In a new part of the Lion Salt Works blogs we will look at
the history, processes and people of the Lion Salt Works and salt industry in
Cheshire in our in depth history guides. This will bring together historical
reports and the latest research where possible. The blogs will also try to
explain the different buildings and processes at the Lion Salt Works in the
easy …How to … guides.
Rock salt was first exploited in
Marston in 1781, when John Gilbert the elder, notable engineer and factor to
the Duke of Bridgewater, purchased the Symme Fields for £2,000. He developed
the Marston Mine, to the west of the later Lion Salt Works site, by sinking a
300ft deep shaft, and installing a Boulton and Watt engine to wind rock salt
and pump brine. In 1821 John Gilbert the younger sold the Symme Fields to John
Buckley, tenant farmer at Marston Hall Farm.
In 1856 John Thompson Senior
(1790-1867) and John Thompson Junior (1821-1899) obtained from John Buckley a
50 year lease for the Outlet Field (part of Symme Fields), where they
constructed the Alliance Salt Works. This was served by a canal arm linked to the
Trent and Mersey Canal, and a siding on the Marston Branch of the Cheshire
Midland Railway. In 1874 Jabez Thompson was in possession of the works. In 1877
a number of houses were constructed on Ollershaw Lane, probably to accommodate
workers at the Lion Salt Works. These included the current buildings of the Red
Lion Inn. In 1888, the Thompson family sold the Alliance Salt Works to the Salt
Union. The Alliance Salt Works closed around 1900 and the site passed from the
Salt Union into the ownership of Imperial Chemical Industries (ICI), who
retained the salt rights.
|
The Lion Salt Works in 1898 (Ordnance Survey) |
In 1894, following disagreement
with the Salt Union over the roles of Thompson family members, John Junior and
his son, Henry Ingram Thompson, constructed a new salt works in the coal yard
of the Red Lion Hotel, and the works became known as the ‘Lion Salt Works’. Initially
the Lion Salt works adopted the buildings of the Red Lion Hotel. The new
company quickly built a series of pan and stove houses between the hotel and
the canal, that include Pan 2, Stove House 2, the Link Building and a former
building in the Pan House Garden (Pan 1). A brine shaft was sunk in the yard of
the hotel and a brine tank was built that still stands today.
|
The Lion Salt Works in 1910 (Ordnance Survey) |
When John Thompson Junior died in
1899, Henry Ingram Thompson took over the salt business, and an inventory of
the salt works was created in that year, valuing the Lion Salt Works at £6,600.
The inventory included a new pan and stove house (Pan and Stove House 3), as
well as a number of common pans that have now been demolished. The small
single-storey ‘manager’s office’ was built separate to the site. In 1901 Henry
Ingram Thompson erected a new salt store by the canal on the west side of
Ollershaw Lane, this became known as the ‘Coronation Warehouse’.

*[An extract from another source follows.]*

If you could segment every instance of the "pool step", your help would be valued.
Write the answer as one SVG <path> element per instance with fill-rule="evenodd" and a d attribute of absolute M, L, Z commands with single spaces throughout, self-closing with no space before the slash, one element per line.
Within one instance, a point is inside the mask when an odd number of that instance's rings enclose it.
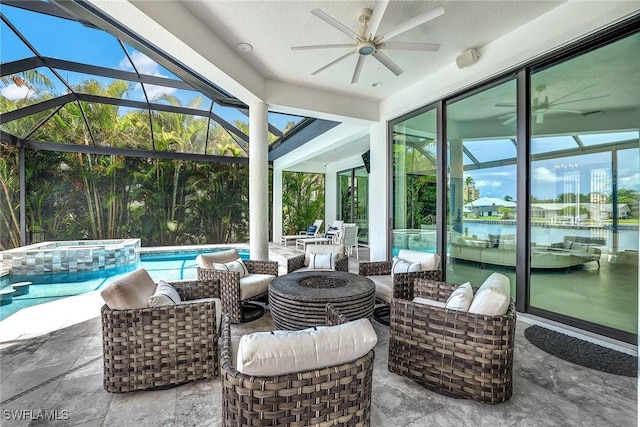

It was about this time that two
former cottages along Ollershaw Lane were extended to the rear and turned into
the Red Lion Inn, a direct replacement of the former Red Lion Hotel.
|
The Lion Salt Work in the 1910s,
note the curved roof of the Coronation Salt Store |
In the 1950s the common pans
described above were demolished and replaced by Pan and Stove House 4. The old
brine shaft was abandoned and filled with cinders. A new shaft was built and
served by a reclaimed steam engine and a nodding-donkey pump, still visible on
site today.
|
Pan House 3 from Ollershaw Lane in the 1960s,
note the old style of hipped roof
and the now dismantled chimney |
In the early 1960s, Alan Thompson
and Henry Lloyd Thompson purchased land from ICI, on the Alliance Works site,
in order to erect Pan House 5, which received planning consent in 1965. At
about the same time, a new borehole was drilled to the east of the original
brine shaft, and an electrical submersible pump installed. The existing engine
house was rebuilt in c.1980; and Pan No.1 became unsafe during the early 1980s,
and was therefore demolished.
In June 1986, the outbreak of the
Nigerian civil war precipitated the closure of the works, as the main market
was located in West Africa, and the site was purchased by Vale Royal Borough Council.
The Red Lion Inn was leased to Macclesfield and Vale Royal Groundwork Trust,
and converted to offices and exhibition space. The lease to the whole site was
transferred to the Lion Salt Works Trust.
|
The Salt Wagons served the site via a separate branch line |
The wagons in the photo above. When was the photograph taken? Do we know who made the wagons? Were they used to bring in coal or transport away the salt? How long would these wagons have carried the owners name?